My mind turned to the thousands of victims of death and disappearance by the Castro regime recorded by the Cuba Archive Truth and Memory Project, which is my life’s work. It has so far documented 7,000 of the tens of thousands of lives actually lost. Each record on our database is about a real person, about a life lost too soon, loved ones left behind grieving and of a destiny forever changed, a history woven by thousands of incidents together over 57 long years.

Their memories are always with me. How I dread the mental image of sharks eating people escaping the island in flimsy rafts and of so many drowning or dying of dehydration in awful ordeals or of the hundreds of brave young men who faced the firing squad, many crying “Long live a free Cuba” or “Long live Christ the King.”

I thought of the political prisoners who spent decades in Castro´s dungeons and of dozens still there for any ridiculous variation of “economic crime,” such as having a bag of cement to fix their home or simply not having a job (“pre-criminal dangerousness”).

Also I reflected on the Baptist minister who just chose a sorrowful exile to protect his family and of the Catholic priest who might soon have to flee to save his own life, of the Ladies in White beaten each Sunday simply for marching peacefully to advocate for political prisoners, and of the blind lawyer struggling to document atrocities despite so many obstacles.

And I thought of Cubans today, standing in lines to eat whatever is dispensed from an insufficient ration book, of making a salary of less than $25 a month and unable to find aspirin at a clinic, and of so many young people trapped in a life of hopelessness.

I evoked my mother, father, grandparents, uncles, who left us without seeing this moment. Almost every Cuban I know or meet anywhere in the world has a story of loss, deprivation, and travail. The losses and sorrow extend to wherever in the globe the Castros exported violence, terrorism, and subversion. It is no exaggeration to estimate the direct cost in lives of the Castro brand at above half a million.

As I went about packing and fielding calls, CNN was featuring a documentary by Sanjay Gupta on the “wonderful” Cuban medical system, a slap to all the victims of Mr. Castro, dead or alive. Dr. Gupta`s Potemkin tour took him to a freshly painted family clinic, one with actual doctors (most are earning dollars overseas for the regime) and even with a working MRI machine.

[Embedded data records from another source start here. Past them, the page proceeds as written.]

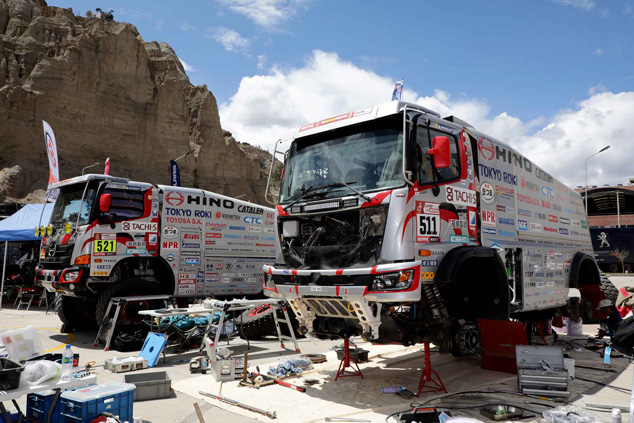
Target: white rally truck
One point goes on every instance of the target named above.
(401, 226)
(112, 237)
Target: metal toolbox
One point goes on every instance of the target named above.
(540, 370)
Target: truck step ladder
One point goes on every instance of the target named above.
(106, 327)
(21, 299)
(287, 320)
(223, 307)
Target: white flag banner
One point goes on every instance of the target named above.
(53, 163)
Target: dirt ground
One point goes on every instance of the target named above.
(352, 397)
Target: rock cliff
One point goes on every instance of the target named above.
(106, 93)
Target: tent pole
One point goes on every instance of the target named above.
(4, 269)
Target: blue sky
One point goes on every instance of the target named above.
(515, 67)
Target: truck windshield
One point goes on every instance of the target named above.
(68, 205)
(364, 160)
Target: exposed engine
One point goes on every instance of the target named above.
(336, 239)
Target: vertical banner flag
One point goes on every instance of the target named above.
(176, 174)
(53, 163)
(397, 94)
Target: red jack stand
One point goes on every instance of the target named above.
(427, 382)
(345, 363)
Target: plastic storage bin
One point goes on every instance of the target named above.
(14, 417)
(9, 374)
(22, 344)
(150, 385)
(84, 405)
(37, 406)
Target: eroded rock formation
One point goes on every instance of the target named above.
(106, 93)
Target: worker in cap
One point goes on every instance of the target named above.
(609, 325)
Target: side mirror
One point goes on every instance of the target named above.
(462, 149)
(440, 152)
(104, 203)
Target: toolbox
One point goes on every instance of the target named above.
(540, 370)
(85, 404)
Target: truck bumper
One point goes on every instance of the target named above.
(53, 279)
(342, 283)
(339, 293)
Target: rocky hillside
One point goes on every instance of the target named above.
(106, 93)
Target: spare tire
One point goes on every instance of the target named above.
(257, 322)
(608, 288)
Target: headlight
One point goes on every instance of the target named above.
(71, 276)
(268, 281)
(393, 281)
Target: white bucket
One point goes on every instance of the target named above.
(575, 328)
(569, 364)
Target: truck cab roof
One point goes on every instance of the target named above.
(357, 116)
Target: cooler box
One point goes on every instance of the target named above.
(84, 405)
(37, 406)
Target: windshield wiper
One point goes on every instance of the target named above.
(309, 193)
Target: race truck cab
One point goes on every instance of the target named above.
(401, 226)
(112, 237)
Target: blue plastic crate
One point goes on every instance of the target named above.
(84, 405)
(13, 416)
(37, 406)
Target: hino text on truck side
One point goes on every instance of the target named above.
(401, 226)
(111, 237)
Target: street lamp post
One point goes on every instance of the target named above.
(586, 191)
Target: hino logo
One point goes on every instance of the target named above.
(204, 201)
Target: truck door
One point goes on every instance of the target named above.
(448, 201)
(128, 229)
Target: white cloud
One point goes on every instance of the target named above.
(579, 4)
(230, 39)
(261, 62)
(268, 14)
(187, 67)
(266, 106)
(597, 89)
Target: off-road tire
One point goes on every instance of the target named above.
(75, 313)
(127, 288)
(608, 288)
(257, 323)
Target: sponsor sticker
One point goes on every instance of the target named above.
(462, 239)
(458, 224)
(487, 193)
(488, 218)
(140, 226)
(461, 196)
(170, 245)
(170, 232)
(428, 228)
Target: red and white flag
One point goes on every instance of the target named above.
(53, 163)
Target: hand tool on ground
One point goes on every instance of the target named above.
(269, 414)
(281, 382)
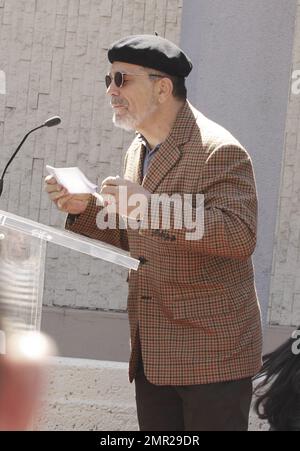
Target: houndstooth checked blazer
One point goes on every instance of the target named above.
(192, 305)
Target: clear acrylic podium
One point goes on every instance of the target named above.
(22, 265)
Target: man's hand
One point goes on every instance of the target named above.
(69, 203)
(128, 196)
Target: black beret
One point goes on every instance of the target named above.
(153, 52)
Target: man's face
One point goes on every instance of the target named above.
(134, 103)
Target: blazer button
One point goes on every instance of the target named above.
(146, 298)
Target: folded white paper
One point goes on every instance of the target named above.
(73, 180)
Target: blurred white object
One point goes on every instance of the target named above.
(73, 180)
(2, 82)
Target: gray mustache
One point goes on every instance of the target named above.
(118, 102)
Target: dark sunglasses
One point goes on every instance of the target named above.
(118, 78)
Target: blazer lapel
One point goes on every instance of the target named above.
(170, 152)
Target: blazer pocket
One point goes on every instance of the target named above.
(223, 322)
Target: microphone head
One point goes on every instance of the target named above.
(55, 120)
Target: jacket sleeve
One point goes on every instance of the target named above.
(229, 219)
(86, 224)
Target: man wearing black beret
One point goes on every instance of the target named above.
(193, 311)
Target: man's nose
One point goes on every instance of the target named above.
(113, 90)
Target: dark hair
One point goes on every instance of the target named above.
(279, 403)
(179, 88)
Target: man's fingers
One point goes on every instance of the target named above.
(63, 201)
(50, 179)
(55, 195)
(108, 190)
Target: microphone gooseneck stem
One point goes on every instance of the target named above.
(14, 154)
(18, 148)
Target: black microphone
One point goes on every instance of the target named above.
(51, 122)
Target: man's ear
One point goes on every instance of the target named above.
(165, 89)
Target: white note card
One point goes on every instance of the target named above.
(73, 180)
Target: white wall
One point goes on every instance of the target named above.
(242, 51)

I know how much money, effort, and counter-intelligence goes into these displays of propaganda. Therein lies Fidel Castro´s only accomplishment: creating a Stalinist apparatus of internal control to stay in power almost six decades and a gigantic machinery of influence and propaganda to co-opt and confuse the outside world. Herein lies our continued challenge, to tell the truth until Cubans are free, even if it takes 57 more years.

Mrs. Werlau is the co-founder and Executive Director of Cuba Archive Truth and Memory Project, which includes her personal story.